A mon sens l'utilisation d'une base NoSQL se justifie pour des usages :

  • très simples. 

Exemple: l'application ne sert qu'a afficher ou a manipuler quelques table sans valeur ajoutée. Les tables seront regoupées dans une seule entité d'une base NOSQL avec de la denormalisation et de la redondance assumée.

  • Des architectures d'infrastructure  avec des fortes contraintes de volume  ou de disponibilité : Un serveur de session, un gestionnaire de message par l'exemple  
  • Des applications qui mettent en oeuvre des opérations d'indexation ou de comptage. C'est ici qu'intervient le map/reduce mis en avant  par google. 

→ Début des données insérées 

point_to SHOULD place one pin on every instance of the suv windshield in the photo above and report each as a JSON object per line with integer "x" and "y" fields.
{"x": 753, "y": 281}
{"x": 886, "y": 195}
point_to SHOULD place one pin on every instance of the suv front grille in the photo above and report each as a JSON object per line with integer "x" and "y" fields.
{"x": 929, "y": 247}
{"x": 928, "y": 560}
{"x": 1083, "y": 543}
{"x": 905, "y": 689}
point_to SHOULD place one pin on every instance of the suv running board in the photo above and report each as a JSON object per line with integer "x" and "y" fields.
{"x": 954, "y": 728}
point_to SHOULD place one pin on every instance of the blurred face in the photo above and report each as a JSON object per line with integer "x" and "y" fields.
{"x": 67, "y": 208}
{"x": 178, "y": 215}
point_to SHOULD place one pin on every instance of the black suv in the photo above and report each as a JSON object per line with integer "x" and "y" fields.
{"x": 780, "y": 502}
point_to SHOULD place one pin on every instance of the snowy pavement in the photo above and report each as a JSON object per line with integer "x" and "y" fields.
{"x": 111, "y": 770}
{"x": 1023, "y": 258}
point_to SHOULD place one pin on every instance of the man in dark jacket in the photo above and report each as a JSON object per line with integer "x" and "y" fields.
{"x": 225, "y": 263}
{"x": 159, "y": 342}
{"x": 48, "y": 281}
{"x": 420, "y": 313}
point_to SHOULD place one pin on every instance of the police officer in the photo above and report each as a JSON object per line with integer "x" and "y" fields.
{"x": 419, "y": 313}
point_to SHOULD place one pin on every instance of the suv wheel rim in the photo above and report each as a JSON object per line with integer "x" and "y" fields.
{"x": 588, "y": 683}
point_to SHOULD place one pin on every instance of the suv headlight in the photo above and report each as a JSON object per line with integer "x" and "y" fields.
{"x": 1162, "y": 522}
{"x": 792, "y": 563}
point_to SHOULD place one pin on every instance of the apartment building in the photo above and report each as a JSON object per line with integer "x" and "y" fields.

En conclusion: Le Nosql est en passe de devenir le nouveau truc à vendre par les SSII. Il y très peu de projets candidats.  

Vous avez envie de vous lancer dans l'aventure. 

La tentation est forte de commencer par hadoop: Ce projet a 6 ans d'age, labélisé par La fondation Apache.
 Hadoop se présente  comme un assemblage de plusieurs sous-projet avec à la base  un système de fichier HDFS et HBASE pour le stockage. Avec hadoop les données et les fichiers sont distribués sur plusieurs serveurs. Les opérations de map-reduce se passent sur chaque fragment eléméntaire de données.

Aussi, je vous conseille de commencer avec des produits NOSQL plus modestes comme Riak ou mongodb.
Leur spectre d'utilisation est plus grand que celui d'hadoop.
Avec les produits NOSQL il faudra souvent passer par du javascript (meme pour hadoop) qui s'impose comme le langage 'utilitaire' de ces nouvelles bases.




Les bases NOSQL vont aussi se retrouver au niveau du client,  cette  adoption est favorisée par l'adoption du HTML5 et de la décentralisation des traitements. Votre poste de travail mobile va extraire les informations geo-localisées depuis une base de données centrale. Puis votre terminal travaille sur les données locales pour une re-synchronisation future.

Mais attention.

Pouvoir stocker plus de données c'est bien, mais pour en faire quoi ? Une entreprise ne sait se servir que de moins de 5% de ses données. La donnée doit etre structurée, indexée et tracée  et non pas déversée en vrac dans un entrepot ou une base de données sinon elle sera perdue.
En 2020 , l'écart entre le volume d'information et la capacité de stockage va se creuser : en clair il faudra compresser la donnée et ne sélectionner que l'information pertinente.
Aussi de la même facon qu'il y a des DSI , il y aura de Data manager assurant la gouvernance des données au sein des SI. Après l'urbanisation des SI , c'est le tour des données.